Key assumptions include unidimensionality, local independence, and monotonicity; tests for these assumptions draw on techniques from latent variable modeling developed at University of Chicago and Northwestern University. Model fit evaluation uses item fit statistics, information functions, and graphical analyses popularized in literature from Psychometric Society conference proceedings and journals associated with American Educational Research Association. Misfit can arise from differential item functioning tied to groups studied in reports by U.S. Census Bureau or advocacy research by Human Rights Watch when fairness issues are examined.

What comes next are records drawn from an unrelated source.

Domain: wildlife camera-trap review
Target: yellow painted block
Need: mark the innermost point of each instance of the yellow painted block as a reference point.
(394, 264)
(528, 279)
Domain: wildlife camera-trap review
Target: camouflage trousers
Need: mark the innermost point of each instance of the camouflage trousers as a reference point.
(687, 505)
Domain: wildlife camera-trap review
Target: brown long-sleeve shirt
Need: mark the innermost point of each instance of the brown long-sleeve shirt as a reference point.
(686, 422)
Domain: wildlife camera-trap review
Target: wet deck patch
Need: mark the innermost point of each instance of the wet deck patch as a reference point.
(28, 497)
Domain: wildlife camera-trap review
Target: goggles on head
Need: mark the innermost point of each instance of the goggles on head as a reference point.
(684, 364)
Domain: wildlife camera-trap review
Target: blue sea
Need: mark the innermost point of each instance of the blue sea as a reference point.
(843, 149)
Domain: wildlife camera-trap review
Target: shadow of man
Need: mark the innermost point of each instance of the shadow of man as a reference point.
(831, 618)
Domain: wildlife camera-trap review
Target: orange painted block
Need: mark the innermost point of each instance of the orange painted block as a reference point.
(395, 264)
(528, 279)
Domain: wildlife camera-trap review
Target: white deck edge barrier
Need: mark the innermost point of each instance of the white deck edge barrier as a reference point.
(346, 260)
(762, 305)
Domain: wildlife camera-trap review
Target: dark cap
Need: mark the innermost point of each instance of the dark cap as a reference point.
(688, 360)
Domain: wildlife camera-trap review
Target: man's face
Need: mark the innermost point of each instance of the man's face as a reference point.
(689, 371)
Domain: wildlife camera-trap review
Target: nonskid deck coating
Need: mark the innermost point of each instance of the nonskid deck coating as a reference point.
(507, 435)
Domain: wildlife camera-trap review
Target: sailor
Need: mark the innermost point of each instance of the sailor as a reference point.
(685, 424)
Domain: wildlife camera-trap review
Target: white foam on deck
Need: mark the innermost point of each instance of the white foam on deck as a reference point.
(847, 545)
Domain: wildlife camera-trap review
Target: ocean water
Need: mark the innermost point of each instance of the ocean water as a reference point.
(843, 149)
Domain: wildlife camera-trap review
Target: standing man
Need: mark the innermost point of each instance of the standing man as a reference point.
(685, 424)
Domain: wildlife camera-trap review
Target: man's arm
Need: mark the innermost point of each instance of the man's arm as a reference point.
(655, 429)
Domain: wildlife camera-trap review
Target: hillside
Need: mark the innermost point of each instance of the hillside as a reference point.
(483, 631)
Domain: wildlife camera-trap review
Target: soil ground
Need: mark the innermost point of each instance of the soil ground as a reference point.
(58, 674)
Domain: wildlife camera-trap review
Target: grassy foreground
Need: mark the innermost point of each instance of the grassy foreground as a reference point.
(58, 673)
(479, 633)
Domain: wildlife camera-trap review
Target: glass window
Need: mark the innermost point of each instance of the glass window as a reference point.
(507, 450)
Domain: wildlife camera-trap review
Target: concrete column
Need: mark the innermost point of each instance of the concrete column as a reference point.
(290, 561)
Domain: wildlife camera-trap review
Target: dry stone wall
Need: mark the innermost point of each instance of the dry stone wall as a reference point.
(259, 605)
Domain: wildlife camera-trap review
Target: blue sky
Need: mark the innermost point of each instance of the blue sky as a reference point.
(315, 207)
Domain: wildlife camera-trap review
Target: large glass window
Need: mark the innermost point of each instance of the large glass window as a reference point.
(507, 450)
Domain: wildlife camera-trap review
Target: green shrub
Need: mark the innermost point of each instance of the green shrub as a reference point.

Common software tools include programs and libraries such as BILOG-MG, MULTILOG, IRTPRO, and open-source packages implemented in environments supported by R Project for Statistical Computing and Python Software Foundation. Bayesian implementations leverage platforms like Stan (software), building on probabilistic programming work from Carnegie Mellon University and Columbia University. Test delivery platforms integrating IRT frameworks are used by ETS and computerized adaptive testing systems developed in collaborations with University of Massachusetts Amherst researchers.
Foundational theoretical work began with Georg Rasch in the 1950s, formalized further through efforts at Educational Testing Service and academic programs at University of Chicago, University of Illinois Urbana-Champaign, and Stanford University during the 1960s–1980s. Seminal texts and monographs were authored by figures such as Frederic M. Lord and others presenting logistic formulations and estimation strategies used by testing programs run by College Board and ETS. Subsequent decades saw expansion into computerized adaptive testing pioneered by collaborations between Carnegie Mellon University and University of Minnesota researchers, and growth in health outcomes measurement through initiatives at National Institutes of Health.